Il a géré l’équipe ayant pris en charge feu le président Beji Caïd Essebsi
Directeur général de la santé militaire depuis 2017, il est devenu président du collège national d’anesthésie réanimation en sa qualité de chef de service (depuis 2002) au sein du prestigieux hôpital militaire de Tunis. Il a à ce titre géré l’équipe ayant pris en charge feu le président Beji Caïd Essebsi en juin et juillet 2019.
Ce professeur aurait pu faire partie de la longue liste de ministres de la Santé qu’a connu le pays depuis la révolution. Désigné à ce poste en 2020 par Habib Jemli, il se heurtera à la défiance des députés face à ce gouvernement mort-né.
De son perfectionnement à la Pitié Salpêtrière à Paris entre 1993 et 1995 à la présidence de groupes régionaux maghrébin et panarabe de médecine militaire, Mustapha Ferjani s’est également engagé au sein de l’association tunisienne de sensibilisation au don d’organe et de la Société tunisienne d’anesthésie d’analgésie et de réanimation qu’il a toutes deux présidées.
Son principal hobby en dehors de ses activités professionnelles ? Êcouter de la musique.
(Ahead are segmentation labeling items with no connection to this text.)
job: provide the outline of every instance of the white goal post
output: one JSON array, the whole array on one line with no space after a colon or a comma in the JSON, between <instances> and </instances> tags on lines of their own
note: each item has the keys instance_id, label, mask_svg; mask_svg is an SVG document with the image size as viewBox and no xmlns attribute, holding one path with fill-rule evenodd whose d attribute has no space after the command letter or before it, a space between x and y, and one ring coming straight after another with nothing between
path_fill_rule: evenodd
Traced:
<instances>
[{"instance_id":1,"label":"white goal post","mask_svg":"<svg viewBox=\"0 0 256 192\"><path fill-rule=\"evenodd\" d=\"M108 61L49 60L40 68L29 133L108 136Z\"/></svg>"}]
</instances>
S’il dit apprécier aussi bien le classique occidental qu’arabe, cet ex-élève du conservatoire jusqu’à sa majorité préfère garder pour lui ce pan de sa vie personnel.
• Mohamed Hédi Loueslati
À 66 ans, Mohamed Hédi Loueslati est loin de couler une retraite tranquille. Il préside le comité scientifique de lutte contre le Covid-19 depuis mars dernier, après l’avoir intégré comme rapporteur en août 2020. Celui qui se destinait à devenir médecin de quartier comme son oncle qui sillonnait les régions tunisiennes pour ses consultations s’est peu à peu tourné vers la pédagogie et la surveillance des médicaments.
Il a co-fondé en 2003 la Société internationale francophone d’éducation médicale
Au point de co-fonder le centre national de pharmacovigilance. Sa connaissance des vaccins et médicaments sont ses points forts face à la pandémie : il été membre du comité technique de surveillance des premiers et a dirigé le laboratoire de contrôle des seconds avant la révolution. Professeur en pharmacologie à la faculté de médecine de Tunis depuis 2001, il a en outre été chef de service hospitalo-universitaire du centre national de pharmacologie (1997-2007).
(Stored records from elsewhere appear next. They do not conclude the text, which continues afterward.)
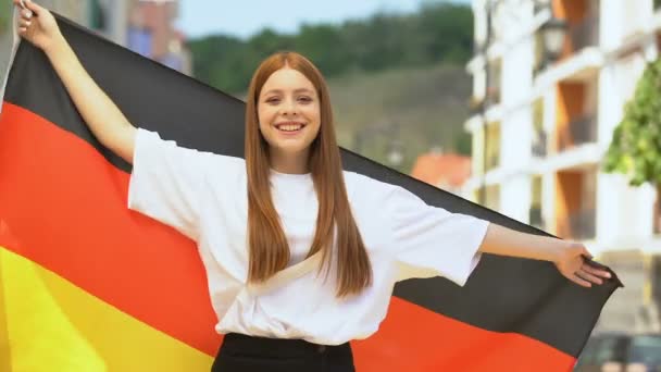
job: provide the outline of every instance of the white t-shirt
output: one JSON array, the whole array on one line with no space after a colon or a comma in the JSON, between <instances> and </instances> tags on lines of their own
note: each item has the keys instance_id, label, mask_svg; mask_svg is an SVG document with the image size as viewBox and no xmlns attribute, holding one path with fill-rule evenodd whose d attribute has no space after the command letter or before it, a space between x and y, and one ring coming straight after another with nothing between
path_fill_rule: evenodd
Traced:
<instances>
[{"instance_id":1,"label":"white t-shirt","mask_svg":"<svg viewBox=\"0 0 661 372\"><path fill-rule=\"evenodd\" d=\"M352 172L344 175L373 271L373 285L348 299L335 296L336 262L326 276L319 274L319 253L304 259L317 211L309 174L272 171L273 202L291 262L261 286L247 284L244 159L177 147L139 129L128 207L197 243L220 321L216 332L339 345L377 331L397 281L440 275L463 285L479 260L488 226L427 206L399 186Z\"/></svg>"}]
</instances>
Il n’a quitté sa blouse que pour gérer des dossiers. Chargé du brûlant serpent de mer de la télé-médecine au ministère de la Santé où il a fait une partie de sa carrière, il s’y est hissé directeur général de Santé durant un an à partir de 2019. Il avait aussi dirigé à partir de 2015 l’unité de développement des capacités professionnelles de ses personnels, assurant par ailleurs la direction par intérim du centre national de pharmacovigilance et de l’unité centrale de formation des cadres.
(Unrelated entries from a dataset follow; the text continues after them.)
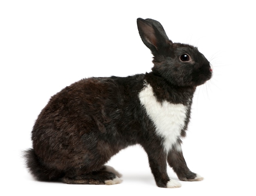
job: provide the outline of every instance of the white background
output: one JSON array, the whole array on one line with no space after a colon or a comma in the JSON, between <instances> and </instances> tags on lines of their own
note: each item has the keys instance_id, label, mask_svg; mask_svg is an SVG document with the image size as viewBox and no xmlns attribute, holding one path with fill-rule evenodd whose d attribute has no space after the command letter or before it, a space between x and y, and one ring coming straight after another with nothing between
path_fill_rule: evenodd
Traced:
<instances>
[{"instance_id":1,"label":"white background","mask_svg":"<svg viewBox=\"0 0 256 196\"><path fill-rule=\"evenodd\" d=\"M0 194L255 195L254 4L1 1ZM204 180L158 188L146 153L135 146L108 163L123 174L120 184L35 181L21 152L31 147L34 121L52 96L85 77L150 71L152 55L139 35L139 17L158 20L173 41L198 47L213 66L213 78L197 88L183 145L189 167ZM177 180L171 168L168 173Z\"/></svg>"}]
</instances>

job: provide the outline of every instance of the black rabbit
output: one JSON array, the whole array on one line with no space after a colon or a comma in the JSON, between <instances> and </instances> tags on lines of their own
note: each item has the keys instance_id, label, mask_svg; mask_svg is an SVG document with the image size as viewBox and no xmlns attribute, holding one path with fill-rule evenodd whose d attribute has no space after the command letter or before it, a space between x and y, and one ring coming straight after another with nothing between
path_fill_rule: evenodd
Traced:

Doctorat en médecine en poche à Tunis, c’est à Bobigny qu’il s’est formé à la pédagogie des sciences de la santé en 1983, puis à l’hôpital Bicêtre à Paris (1986-1987) comme résident. Il a par ailleurs été membre de la société internationale de pharmacovigilance et a co-fondé en 2003 la Société internationale francophone d’éducation médicale. Ces domaines très chronophages occupent depuis le début de sa carrière le plus clair de son temps.